Build Script Length - Maven 3, Polyglot Maven, Gradle and Ant

A short comparison of length of the build files of Maven 3, Polyglot Maven (Groovy version), Ant and Gradle. Please notice that this is NOT a full comparison of these build frameworks!

[UPDATED 2010-11-18 - I implemented changes requested by some commentators, i.e. made maven pom.xml shorter by using properties instead of full maven-compiler-plugin configuration].

The source code is available at github. Enjoy !

Let us see what is required by each of popular build tools - Ant, Maven and Gradle - to build a very simple project. The project consists of few Java 1.6 classes that require only one dependency for compilation (commons-lang 2.5) and one for tests (junit 4.8.2).
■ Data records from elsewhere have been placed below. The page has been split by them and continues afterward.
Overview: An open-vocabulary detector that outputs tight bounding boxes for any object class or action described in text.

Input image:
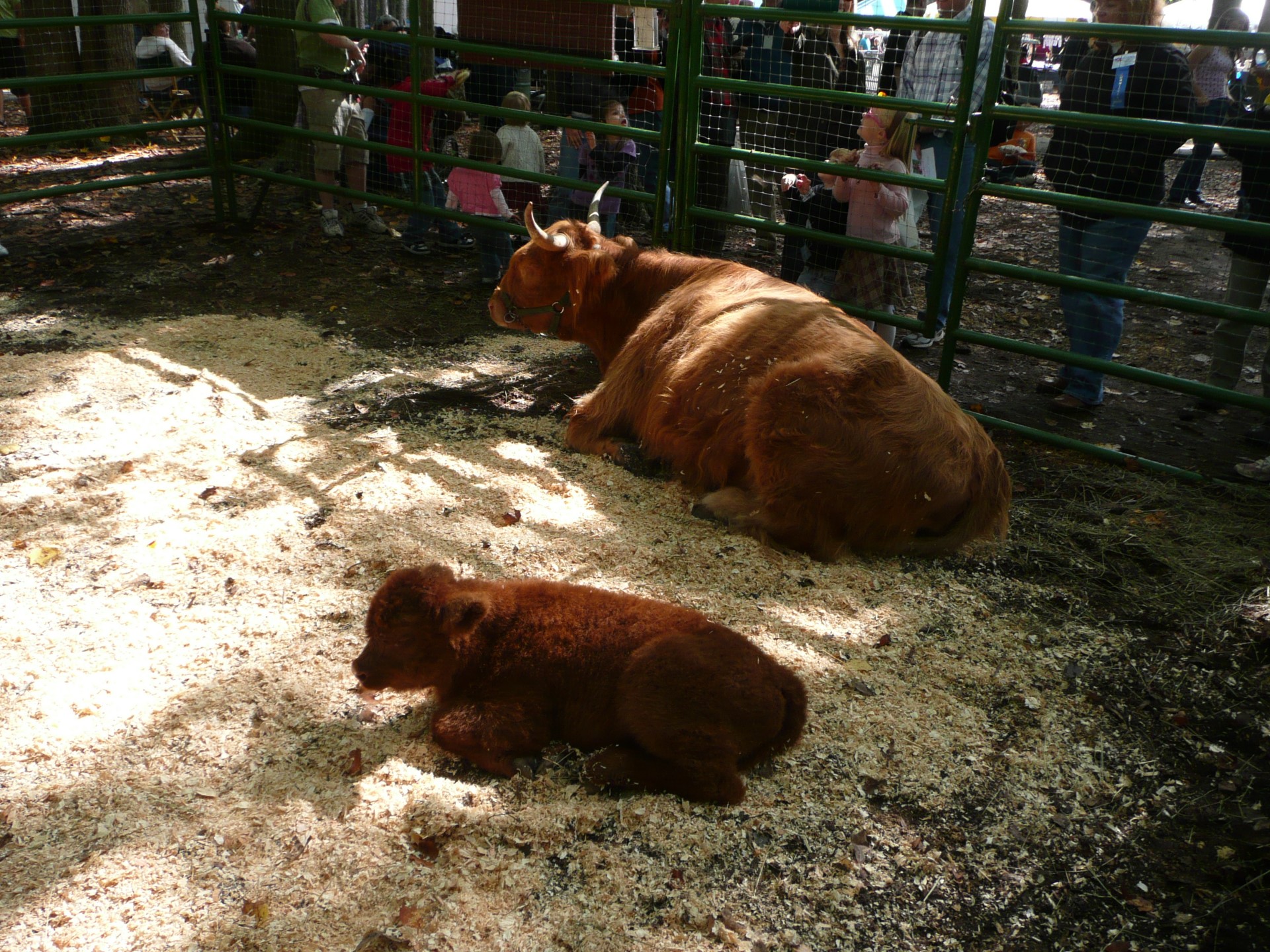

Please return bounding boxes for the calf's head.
[489,182,632,339]
[353,565,489,690]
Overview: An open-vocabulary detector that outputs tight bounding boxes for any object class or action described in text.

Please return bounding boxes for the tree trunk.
[76,0,140,126]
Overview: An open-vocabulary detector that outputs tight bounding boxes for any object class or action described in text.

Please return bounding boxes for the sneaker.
[1234,456,1270,483]
[441,235,476,247]
[321,212,344,237]
[904,327,944,350]
[348,204,389,235]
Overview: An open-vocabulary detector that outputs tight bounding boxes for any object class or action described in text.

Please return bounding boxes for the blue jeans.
[471,225,512,280]
[402,169,464,245]
[917,135,982,327]
[1058,218,1151,404]
[546,128,581,225]
[1168,99,1226,202]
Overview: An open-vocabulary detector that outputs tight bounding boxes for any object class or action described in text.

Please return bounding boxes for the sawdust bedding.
[0,315,1265,952]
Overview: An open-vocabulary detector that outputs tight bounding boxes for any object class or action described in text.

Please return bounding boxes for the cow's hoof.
[609,443,660,476]
[512,756,542,779]
[692,502,722,522]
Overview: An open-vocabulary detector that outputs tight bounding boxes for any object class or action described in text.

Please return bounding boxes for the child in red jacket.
[388,70,475,255]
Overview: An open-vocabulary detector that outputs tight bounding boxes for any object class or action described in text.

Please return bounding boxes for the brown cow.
[489,188,1009,560]
[353,565,806,803]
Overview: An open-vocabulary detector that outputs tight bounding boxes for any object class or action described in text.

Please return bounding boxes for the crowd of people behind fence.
[0,0,1270,481]
[283,0,1270,480]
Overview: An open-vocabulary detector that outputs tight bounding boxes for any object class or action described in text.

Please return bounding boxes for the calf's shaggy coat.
[353,565,806,803]
[489,206,1009,560]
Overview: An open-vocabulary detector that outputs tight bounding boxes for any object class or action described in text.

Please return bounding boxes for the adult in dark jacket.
[1199,105,1270,459]
[1038,0,1195,413]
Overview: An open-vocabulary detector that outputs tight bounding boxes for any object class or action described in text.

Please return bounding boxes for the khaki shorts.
[300,89,368,171]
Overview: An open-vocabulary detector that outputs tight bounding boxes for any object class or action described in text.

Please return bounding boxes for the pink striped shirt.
[446,165,511,218]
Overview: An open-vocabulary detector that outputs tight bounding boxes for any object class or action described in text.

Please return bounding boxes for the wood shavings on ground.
[0,315,1267,952]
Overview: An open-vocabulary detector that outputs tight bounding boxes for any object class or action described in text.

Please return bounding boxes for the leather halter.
[495,287,573,338]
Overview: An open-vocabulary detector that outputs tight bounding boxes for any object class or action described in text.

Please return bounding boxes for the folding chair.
[137,50,194,138]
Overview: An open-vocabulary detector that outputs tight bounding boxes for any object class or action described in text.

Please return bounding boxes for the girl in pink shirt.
[446,130,516,284]
[833,109,915,345]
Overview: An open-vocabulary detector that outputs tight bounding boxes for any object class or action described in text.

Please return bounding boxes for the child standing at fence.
[446,130,516,284]
[498,89,548,217]
[833,109,915,344]
[388,70,472,255]
[781,149,860,298]
[573,99,638,237]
Each build ends up with generation of a valid coc-comparison-1.0-SNAPSHOT.jar file.

If you notice possibility to make some of build files shorter (but still readable and without any nasty hacks), please let me know.
I tried to make build files as concise as it is possible but at the same time readable and written in a spirit of this particular tool. For example, build.xml of Ant could be few lines shorter, but I follow the unwritten convention of clean-init-compile tasks.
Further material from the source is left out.